To gain healthy muscle mass, you only need 250 to 500 extra calories per day, which enables you to put on about 1/2 to 1 pound per week. You can easily get this number of calories from whole foods. For example, add 100 calories at each meal -- say an egg at breakfast, a glass of milk with lunch and an extra 1/2 cup of brown rice with dinner -- and you've already increased your daily intake by 300 calories.

Weight Training for Weight Gain

Lifting weights can help you gain muscle mass to support sports performance and achieve a healthier, fitter look. If your doctor gives the OK for you to weight train, do at least two workouts per week that address all of the major muscle groups. Go for four to eight repetitions of each exercise and work up to as many as six sets total.

Post-workout is a natural time to reach for a supplement, but many protein shakes and recovery drinks contain additives, extra sugar and excessive protein. You want about 20 grams of protein to help you repair muscle tissue and recover so you're fresh for your next workout, but many weight-gain supplements contain 40 grams or more per serving. Stick to a natural post-workout supplement such as a smoothie made with whey protein, fruit and yogurt; a turkey sandwich with lettuce and tomato on whole-grain bread; or Greek yogurt mixed with granola and dried fruit.

Trouble Getting Calories From Whole Foods

If you have a small appetite or your schedule doesn't permit regular whole-food snacks, talk to your doctor or dietitian about incorporating an instant breakfast drink or a nutritional meal-replacement drink as an occasional snack. If you go for something prepackaged, look for one that's low in sugar, a moderate source of protein, and a good source of several vitamins and minerals. Avoid prepackaged drinks marketed to weight-lifters and bodybuilders. These may contain chemicals and compounds that are inappropriate for you, and they won't offer any additional benefits.
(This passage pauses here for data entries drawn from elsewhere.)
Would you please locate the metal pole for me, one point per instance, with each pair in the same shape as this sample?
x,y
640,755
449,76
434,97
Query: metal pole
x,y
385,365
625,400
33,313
Before you take any pre-packaged drink, reach for any whole-food options that are available. Consider mixing up a smoothie in the morning with fresh fruit and milk to drink later in the day or mixing whole milk with dried milk powder and packing it to go, for example. Other quick-and-easy weight-gain snacks include nuts, trail mix, seeds or even date and nut bars. Pack these in a baggie in your backpack or gym bag when you're on the go.

Realistic Body Weight Expectations

Certain body types aren't designed to carry copious amounts of muscle. If you're naturally lean and lanky, no weight gain supplement is going to turn you into a linebacker. Plus, if you haven't yet reached puberty, a weight gain supplement won't produce larger muscles. Weight training can improve the appearance of a young teen's muscles and strength but not their size until adequate amounts of hormones are present.

Focus on making your body the healthiest it can be, which may include gaining weight using whole foods and extra protein. Also focus on hydration, adequate sleep and appropriate exercise.